The elevator ride is exactly what all of the other elevator rides should have been.

“Which floor,” Viktor gasps between kisses—Yuuri lets Viktor start them all. The question is irrelevant—the small of his back has already lit up the wall, pressed into the rows of buttons by Yuuri’s roaming hands.

“Mm, Vikt— _there_ —no, no, not my floor. Which floor are you?”

Viktor pulls back, still punch-drunk and liquid in Yuuri’s hands. “Sixth floor. Why my room?”

“ _My_ hotel room will have a Twitter account with a million followers sleeping in it.”

Two more kisses, from Viktor. “Yuuko has—?”

“Phichit Chulanont,” Yuuri explains through gritted teeth, then rolls his hips, and _god_ he does not want to be saying his best friend’s name in the middle of this. “My— _ahh_ — roommate from Detroit? We like to bring him along. You’ve met him.”

Viktor’s already flush with color, but he goes darker. “I thought you lived with Yuuko.”

Yuuri jams the button for the sixth floor with his thumb, hits the 10th floor button with it. “What? Why would you… we weren’t going to—to play house for the press,” he pants, “she was our _neighbor_ , Viktor.”

“You were just always in her room, so I thought—“

He looks like he’s about to bite his lip, so Yuuri thumbs at it instead. Gently.

“Fake.” The reminder is practically breathed into Viktor’s mouth. “Fake. Relationship. I wasn’t in her room on purpose, I just didn’t want to Skype from mine because…” he buries his face in Viktor’s shoulder, confesses into the clean silken lines of his suit. “I had _so_ many posters of you. Embarrassing.”

The elevator dings. Yuuri feels terrible for the next person to get on it, but he tugs Viktor out into the hall, waits. The doors slide shut behind them, and they’re still alone.

“There’s so much,” Viktor whispers, “that I misunderstood. Enough that it makes things hard to believe, I— I can’t even begin to untangle it all in my head. I pride myself on being perceptive, and still… I suspected it was fake at first. But I was so terrified of hearing that you loved her, that you'd never consider being with me, that I couldn't even really bring myself to ask. Then, suddenly, everywhere I turned, there you were— together and  _happy_. All those times. Times where you _had_ to have been talking about Yuuko, times when you rejected me, those all _happened_.”

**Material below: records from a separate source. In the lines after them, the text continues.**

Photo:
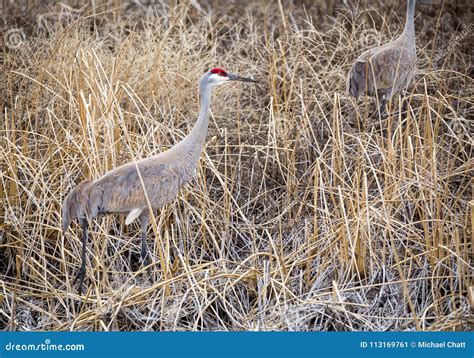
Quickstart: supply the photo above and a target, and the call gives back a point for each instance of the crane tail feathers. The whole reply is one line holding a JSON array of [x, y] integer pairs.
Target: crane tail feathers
[[132, 215]]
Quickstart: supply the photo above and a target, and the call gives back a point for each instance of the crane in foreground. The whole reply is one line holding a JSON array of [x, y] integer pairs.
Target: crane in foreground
[[386, 70], [152, 182]]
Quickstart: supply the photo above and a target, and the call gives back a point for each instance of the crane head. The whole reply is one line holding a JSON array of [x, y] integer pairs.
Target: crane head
[[218, 76]]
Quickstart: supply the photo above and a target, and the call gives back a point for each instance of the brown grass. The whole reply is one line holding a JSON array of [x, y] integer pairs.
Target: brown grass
[[308, 212]]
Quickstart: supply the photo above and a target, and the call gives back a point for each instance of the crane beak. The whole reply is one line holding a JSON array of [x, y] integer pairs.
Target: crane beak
[[233, 77]]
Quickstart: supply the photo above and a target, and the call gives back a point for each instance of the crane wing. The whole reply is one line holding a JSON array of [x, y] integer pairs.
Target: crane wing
[[122, 190]]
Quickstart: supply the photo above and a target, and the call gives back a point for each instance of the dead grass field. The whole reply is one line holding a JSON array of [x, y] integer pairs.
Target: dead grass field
[[308, 212]]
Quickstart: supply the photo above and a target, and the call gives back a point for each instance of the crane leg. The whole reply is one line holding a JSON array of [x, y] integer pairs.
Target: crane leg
[[82, 270], [145, 220], [383, 107]]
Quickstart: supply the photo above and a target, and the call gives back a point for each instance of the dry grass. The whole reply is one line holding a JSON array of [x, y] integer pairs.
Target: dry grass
[[308, 212]]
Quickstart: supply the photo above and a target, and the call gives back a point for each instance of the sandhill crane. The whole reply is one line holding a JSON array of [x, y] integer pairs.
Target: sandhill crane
[[151, 182], [388, 69]]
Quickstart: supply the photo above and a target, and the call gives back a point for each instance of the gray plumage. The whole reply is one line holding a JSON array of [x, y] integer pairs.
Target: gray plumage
[[155, 180], [386, 70]]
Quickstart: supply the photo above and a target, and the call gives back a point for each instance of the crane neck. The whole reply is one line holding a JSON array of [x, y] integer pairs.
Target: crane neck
[[410, 20], [193, 143]]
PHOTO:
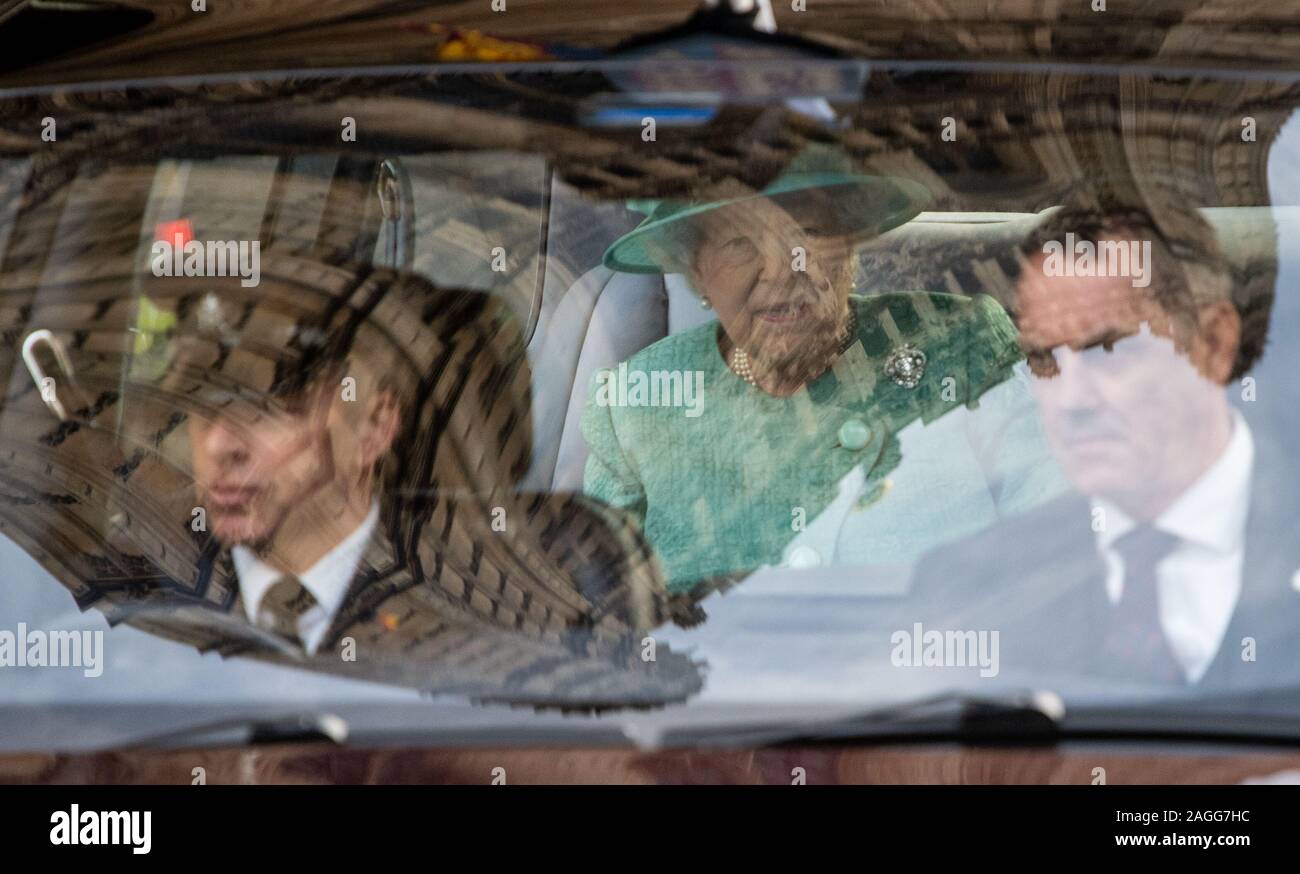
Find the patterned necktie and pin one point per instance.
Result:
(282, 605)
(1134, 645)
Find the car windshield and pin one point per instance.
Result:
(728, 386)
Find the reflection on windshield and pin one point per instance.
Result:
(796, 399)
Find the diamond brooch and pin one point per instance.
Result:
(905, 366)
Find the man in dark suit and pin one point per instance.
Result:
(1174, 561)
(345, 481)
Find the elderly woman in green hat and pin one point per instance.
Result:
(831, 428)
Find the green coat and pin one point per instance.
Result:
(744, 476)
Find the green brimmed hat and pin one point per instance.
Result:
(861, 204)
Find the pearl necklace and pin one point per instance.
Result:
(741, 367)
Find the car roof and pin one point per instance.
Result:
(174, 40)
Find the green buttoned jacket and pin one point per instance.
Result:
(723, 481)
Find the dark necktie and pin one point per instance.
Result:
(1134, 644)
(282, 605)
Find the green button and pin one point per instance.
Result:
(854, 435)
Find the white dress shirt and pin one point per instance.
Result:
(328, 580)
(1199, 583)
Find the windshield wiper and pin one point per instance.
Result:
(294, 728)
(1015, 718)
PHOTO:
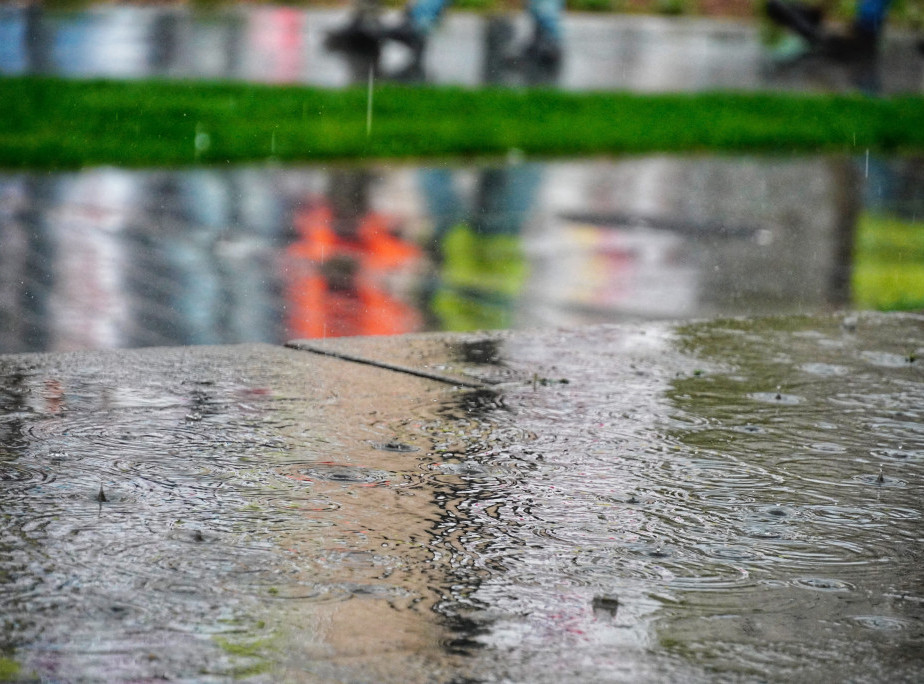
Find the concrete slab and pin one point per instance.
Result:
(661, 502)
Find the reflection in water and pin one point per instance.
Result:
(732, 499)
(282, 44)
(116, 258)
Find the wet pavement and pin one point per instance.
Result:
(286, 45)
(105, 257)
(734, 500)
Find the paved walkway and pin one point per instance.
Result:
(598, 504)
(273, 44)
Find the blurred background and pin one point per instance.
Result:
(114, 257)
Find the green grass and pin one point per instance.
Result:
(888, 272)
(48, 123)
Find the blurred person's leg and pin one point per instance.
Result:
(547, 39)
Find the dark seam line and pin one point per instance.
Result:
(386, 366)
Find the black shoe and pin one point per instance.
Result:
(360, 36)
(796, 16)
(857, 46)
(407, 34)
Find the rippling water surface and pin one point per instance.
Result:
(737, 499)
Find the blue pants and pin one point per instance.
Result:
(425, 13)
(871, 15)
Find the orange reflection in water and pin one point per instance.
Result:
(337, 276)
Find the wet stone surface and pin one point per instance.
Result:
(610, 504)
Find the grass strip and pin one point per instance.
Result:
(49, 123)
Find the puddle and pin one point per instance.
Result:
(116, 258)
(617, 527)
(288, 45)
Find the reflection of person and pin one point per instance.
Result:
(860, 42)
(338, 264)
(478, 250)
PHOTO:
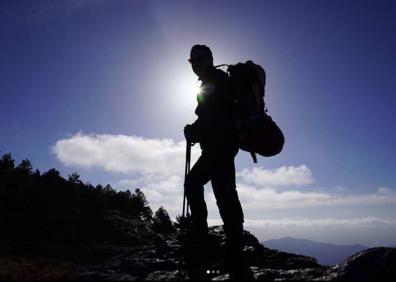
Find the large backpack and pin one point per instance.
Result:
(258, 133)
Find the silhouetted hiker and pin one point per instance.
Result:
(216, 132)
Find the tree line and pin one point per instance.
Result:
(35, 205)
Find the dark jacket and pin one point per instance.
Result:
(215, 126)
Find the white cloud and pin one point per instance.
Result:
(159, 166)
(122, 154)
(283, 176)
(268, 198)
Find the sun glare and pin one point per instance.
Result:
(186, 88)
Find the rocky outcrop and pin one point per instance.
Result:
(145, 255)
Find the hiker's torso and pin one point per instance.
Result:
(215, 114)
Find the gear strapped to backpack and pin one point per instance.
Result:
(258, 133)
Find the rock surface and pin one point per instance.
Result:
(149, 256)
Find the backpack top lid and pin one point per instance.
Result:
(249, 81)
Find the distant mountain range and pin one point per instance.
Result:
(326, 254)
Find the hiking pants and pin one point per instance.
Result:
(219, 168)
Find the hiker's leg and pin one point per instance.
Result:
(224, 188)
(197, 178)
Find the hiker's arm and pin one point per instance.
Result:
(192, 132)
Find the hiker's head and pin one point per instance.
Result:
(201, 60)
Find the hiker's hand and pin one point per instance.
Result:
(188, 132)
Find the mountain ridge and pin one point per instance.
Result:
(325, 253)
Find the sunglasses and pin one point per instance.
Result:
(197, 59)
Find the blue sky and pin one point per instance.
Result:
(104, 88)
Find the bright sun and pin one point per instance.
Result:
(186, 89)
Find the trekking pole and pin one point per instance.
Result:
(186, 172)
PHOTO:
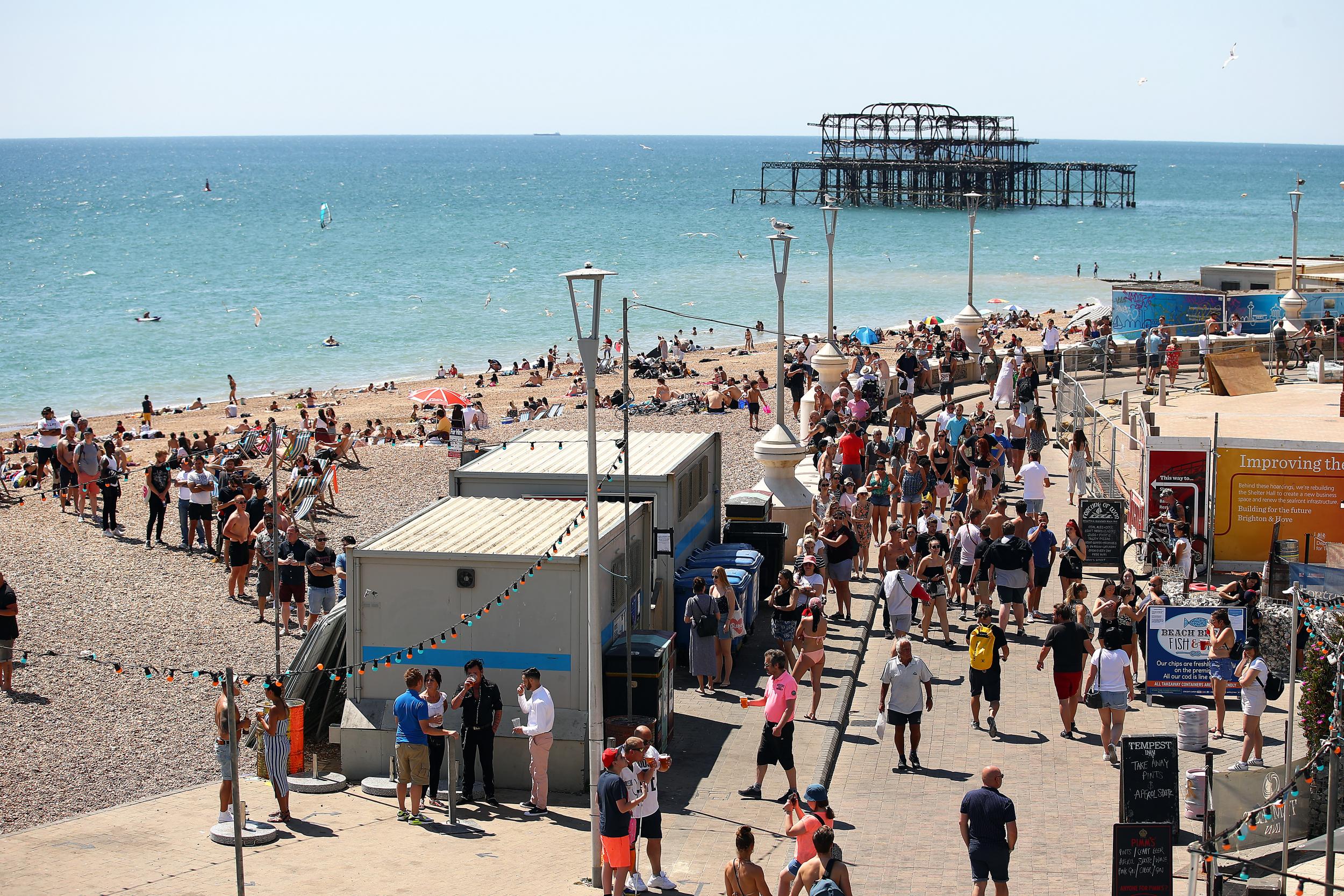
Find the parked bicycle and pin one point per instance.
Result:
(1154, 554)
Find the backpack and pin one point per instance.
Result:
(827, 887)
(705, 625)
(982, 648)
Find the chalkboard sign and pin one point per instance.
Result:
(1141, 863)
(1103, 521)
(1149, 776)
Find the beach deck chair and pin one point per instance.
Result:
(297, 448)
(304, 512)
(324, 493)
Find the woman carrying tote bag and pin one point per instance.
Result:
(1111, 687)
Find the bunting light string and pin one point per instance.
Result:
(337, 673)
(42, 494)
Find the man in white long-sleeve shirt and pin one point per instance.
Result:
(541, 719)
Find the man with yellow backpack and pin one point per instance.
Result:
(988, 648)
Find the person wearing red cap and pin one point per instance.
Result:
(614, 820)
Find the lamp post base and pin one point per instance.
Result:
(778, 451)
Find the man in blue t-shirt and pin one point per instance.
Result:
(614, 820)
(413, 734)
(1045, 548)
(990, 830)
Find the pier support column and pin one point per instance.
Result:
(778, 451)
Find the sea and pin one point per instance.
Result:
(451, 250)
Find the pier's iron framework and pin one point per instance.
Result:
(914, 154)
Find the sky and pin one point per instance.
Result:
(1066, 70)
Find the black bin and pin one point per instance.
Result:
(753, 507)
(652, 660)
(770, 539)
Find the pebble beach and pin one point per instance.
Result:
(82, 591)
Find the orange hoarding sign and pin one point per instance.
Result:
(1257, 488)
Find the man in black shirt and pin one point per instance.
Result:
(291, 556)
(1070, 642)
(321, 578)
(482, 712)
(9, 633)
(987, 680)
(796, 378)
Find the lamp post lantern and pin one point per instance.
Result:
(827, 362)
(588, 354)
(969, 320)
(1293, 302)
(778, 450)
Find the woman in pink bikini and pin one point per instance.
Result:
(811, 639)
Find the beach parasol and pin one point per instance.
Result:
(439, 396)
(866, 335)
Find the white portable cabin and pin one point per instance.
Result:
(416, 580)
(681, 473)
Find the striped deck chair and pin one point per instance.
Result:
(296, 448)
(304, 512)
(326, 493)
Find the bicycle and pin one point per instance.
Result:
(1303, 355)
(1151, 554)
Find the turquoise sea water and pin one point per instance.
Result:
(93, 232)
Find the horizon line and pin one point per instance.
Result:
(633, 136)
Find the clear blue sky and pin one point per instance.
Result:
(101, 69)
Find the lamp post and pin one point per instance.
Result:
(778, 450)
(1293, 302)
(828, 362)
(588, 354)
(969, 320)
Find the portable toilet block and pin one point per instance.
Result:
(495, 579)
(678, 472)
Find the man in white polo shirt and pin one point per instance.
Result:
(49, 433)
(902, 676)
(1050, 340)
(1034, 480)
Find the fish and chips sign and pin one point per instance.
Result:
(1178, 648)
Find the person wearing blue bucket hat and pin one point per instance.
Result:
(802, 824)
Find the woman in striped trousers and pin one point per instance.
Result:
(275, 723)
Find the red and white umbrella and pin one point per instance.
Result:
(439, 396)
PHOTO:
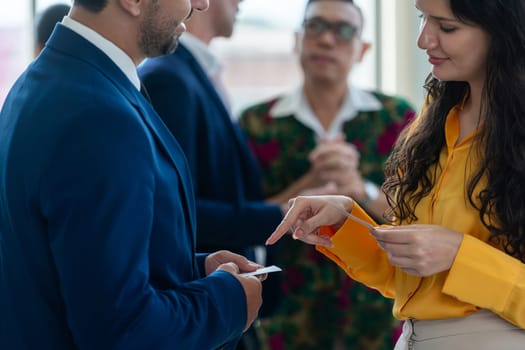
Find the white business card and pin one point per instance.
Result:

There’s a reason Viktor can’t let everything go.

"I love her like a sister, Viktor. That's all." Yuuri swallows, blinks back tears. His lips are bruised with kisses, now, to match his heart. “Besides, I am—or I was— pretty sure you were the one rejecting me.”

Viktor starts, turning to grip Yuuri’s hand. “How could I— _Yuuri_.”

“I mean,” Yuuri begins, feeling a babble begin to come on, hand coming up and jerking defensively, “I see now that it was because you thought I was with Yuuko, that’s understandable. Me not telling you was wrong, nothing can excuse it, I'm  _so sorry, Viktor_ , I just…”

They stare at each other. But they’ve done enough of that—now is the time to _move_.

“Come on,” he says, “Viktor. We need to talk.”

 

* * *

 

Viktor’s room is spacious, suits hung up carefully on the rack, travel bottles of his hair regimen stacked neatly on the marble tub’s rim.

Flitting over to a dresser, coffeemaker and hot water heater perched atop it, Viktor wordlessly fusses with cups and packets while Yuuri toes off his dress shoes. Looks for slippers, before he realizes there won’t be any.

“Tea?”

Yuuri shakes his head. “No, thank you.”

“Is the temperature all right in here?” Yuuri’s lips, his whole body, are still burning. It’d be impossible to tell.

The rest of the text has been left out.